NBS explained that increases were recorded in the Classification of Individual Consumption by Purpose (COICOP) divisions that yield the headline index.

On a month-on-month basis, the headline index stood at 0.79 per cent in February but was down by 0.01 per cent from the rate in January.

The percentage change in the average composite CPI for the 12-month period ended February 2018 over the average of the CPI for the previous 12-month period was 15.93 per cent.

The figures were 0.29 per cent lower than the 16.22 per cent recorded in January, NBS said.

NBS said the Food Index (year-on-year) also declined by 1.33 per cent from 18.92 per cent in January to 17.59 per cent in February. But all major food sub-indices increased during the month under review.

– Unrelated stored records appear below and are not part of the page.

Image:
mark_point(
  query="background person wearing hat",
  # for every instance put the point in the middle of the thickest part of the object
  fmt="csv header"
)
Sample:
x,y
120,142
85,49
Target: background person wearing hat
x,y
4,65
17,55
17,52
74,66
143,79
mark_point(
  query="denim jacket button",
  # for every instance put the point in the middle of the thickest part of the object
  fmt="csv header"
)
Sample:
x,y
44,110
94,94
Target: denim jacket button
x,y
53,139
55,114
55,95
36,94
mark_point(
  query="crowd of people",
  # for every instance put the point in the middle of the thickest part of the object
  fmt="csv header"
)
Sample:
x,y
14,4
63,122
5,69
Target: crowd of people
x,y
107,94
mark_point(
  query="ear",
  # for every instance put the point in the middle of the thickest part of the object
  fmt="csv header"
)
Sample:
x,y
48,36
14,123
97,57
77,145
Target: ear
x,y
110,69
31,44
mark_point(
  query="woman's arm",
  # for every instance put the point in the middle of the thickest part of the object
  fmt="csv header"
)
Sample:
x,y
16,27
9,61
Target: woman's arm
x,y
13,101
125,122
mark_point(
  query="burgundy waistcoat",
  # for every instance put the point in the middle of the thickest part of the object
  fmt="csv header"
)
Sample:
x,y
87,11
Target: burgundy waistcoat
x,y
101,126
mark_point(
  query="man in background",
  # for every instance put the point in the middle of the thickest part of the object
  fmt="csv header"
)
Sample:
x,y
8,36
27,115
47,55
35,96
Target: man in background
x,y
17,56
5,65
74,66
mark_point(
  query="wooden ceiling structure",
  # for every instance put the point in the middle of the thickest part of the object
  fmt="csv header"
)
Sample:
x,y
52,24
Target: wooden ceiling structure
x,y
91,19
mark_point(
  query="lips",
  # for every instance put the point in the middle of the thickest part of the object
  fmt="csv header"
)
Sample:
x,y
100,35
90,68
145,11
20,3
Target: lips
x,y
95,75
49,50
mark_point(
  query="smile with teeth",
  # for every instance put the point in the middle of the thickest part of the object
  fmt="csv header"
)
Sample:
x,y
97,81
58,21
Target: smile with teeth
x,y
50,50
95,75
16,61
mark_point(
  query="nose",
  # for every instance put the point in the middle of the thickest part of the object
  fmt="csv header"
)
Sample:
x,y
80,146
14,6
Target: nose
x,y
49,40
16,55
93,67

Price movements recorded by all items less farm produce or the core sub-index increased to 11.7 per cent (year-on-year) in February, while core inflation stood at 15.13 per cent last month.

According to NBS, the figure was down by 0.4 per cent from the rate recorded in January at 12.10 per cent.

The highest increases were seen in prices of fuel and lubricants for personal transport equipment, maintenance and repair of personal transport equipment and narcotics during the month.

Increases were also recorded in the price of vehicle spare parts, passenger transport by air, clearing, repair and hire of clothing, hospital services, domestic services and household services and glassware, tableware and household utensils.

The Statistician-General, Mr Yemi Kale, in January, had stated that he expected inflation to fall faster this year compared with 2017 but warned that spending ahead of 2019 presidential elections could trigger spiralling prices.

Kale noted that the country was in a harvest period with output increasing, which would help lower food prices, but stressed that household consumption remained fragile after the 2016 recession.